Once an occupational safety engineer making $60,000 a year, her $28,000 yearly income now consists of an alimony settlement and a monthly disability check. With insurance, her medical expenses total about $8,000 annually.
On the list of items to go are her books about Abraham Lincoln, who fascinated her as a girl.
"If I could just be ahead of the game on my bills for once," Dumas said, opening one of the books and reverently palming a page.
At Empire Loan, a pawnshop in downtown Boston, owner Michael Goldstein said his customer base has expanded to suburbanites looking to pawn family heirlooms.
"There's no question that they'd rather not part with what they're borrowing on," he said. "They're borrowing on things they find sentimental, but in a bad economy, they have to pawn or sell things they'd rather not."
Sue Jennson of Franklin posts three times a day on Craigslist to sell, among other treasures that have been in her family since the 1800s, a figurine of the baby Jesus that belonged to her grandmother and which she hopes will fetch more than $100.
"They're heirlooms that got passed down from my grandmother to my mother and then to me," she said. "It's so hard for me to even put this stuff on the computer."

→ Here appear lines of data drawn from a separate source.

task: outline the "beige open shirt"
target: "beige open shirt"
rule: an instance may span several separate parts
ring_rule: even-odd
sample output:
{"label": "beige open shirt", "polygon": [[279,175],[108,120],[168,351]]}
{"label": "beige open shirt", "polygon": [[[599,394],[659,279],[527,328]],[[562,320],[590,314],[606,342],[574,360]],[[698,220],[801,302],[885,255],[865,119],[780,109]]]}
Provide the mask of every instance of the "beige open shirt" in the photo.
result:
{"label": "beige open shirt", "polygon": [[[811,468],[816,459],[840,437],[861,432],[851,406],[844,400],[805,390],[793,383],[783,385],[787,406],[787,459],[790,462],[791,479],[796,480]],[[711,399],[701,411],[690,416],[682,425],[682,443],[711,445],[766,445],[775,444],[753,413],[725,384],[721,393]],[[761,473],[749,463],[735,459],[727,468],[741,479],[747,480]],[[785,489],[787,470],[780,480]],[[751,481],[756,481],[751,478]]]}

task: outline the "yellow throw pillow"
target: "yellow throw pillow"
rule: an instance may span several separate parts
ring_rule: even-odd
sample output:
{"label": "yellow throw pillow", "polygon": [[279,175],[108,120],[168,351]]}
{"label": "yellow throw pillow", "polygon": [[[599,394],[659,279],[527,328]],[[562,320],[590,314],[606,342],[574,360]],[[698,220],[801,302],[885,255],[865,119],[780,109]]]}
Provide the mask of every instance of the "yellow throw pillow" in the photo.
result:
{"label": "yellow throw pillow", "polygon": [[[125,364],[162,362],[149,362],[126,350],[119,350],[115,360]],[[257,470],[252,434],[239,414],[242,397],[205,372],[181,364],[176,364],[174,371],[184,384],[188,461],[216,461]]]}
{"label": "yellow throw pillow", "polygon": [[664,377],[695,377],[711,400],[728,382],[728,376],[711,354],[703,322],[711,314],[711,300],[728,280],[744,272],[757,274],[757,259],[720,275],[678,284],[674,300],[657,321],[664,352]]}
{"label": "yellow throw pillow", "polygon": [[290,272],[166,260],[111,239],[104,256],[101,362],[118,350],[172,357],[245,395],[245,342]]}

Some who have felt forced to sell, like 79-year-old Charles Sullivan of Randolph, have ultimately balked, saying even the need for cash was not enough to overcome the emotional price. Sullivan got an appraisal on 200 toy trucks, some of which belonged to a son who died of cancer six years ago, but then he couldn't go through with a sale.
"They've been with me for 40 years, and I've thought about it and no matter what, I just can't part with them."
For many, though, there is no choice. Or the choice is between one kind of meaning and another. Mendes last month posted on Craigslist a second treasured memento, a drum set that was a gift from a foster mother who, Mendes said, was the only assigned caretaker to ever really take an interest in him.
"It cost $125, and I had a paper route, and she said if I saved up I could get the drums on layaway. But I was impatient and I wanted them now," he said. "The next morning she woke me and told me to go out to the car and help unload groceries, and in the car, there was the drum set. She bought it for me. After all that time, I'll never forget that."
The drum set sold almost immediately on Craigslist for $80, which Mendes used to pay for a Christmas tree for his children.
"No one did this for me so I have to do it for them."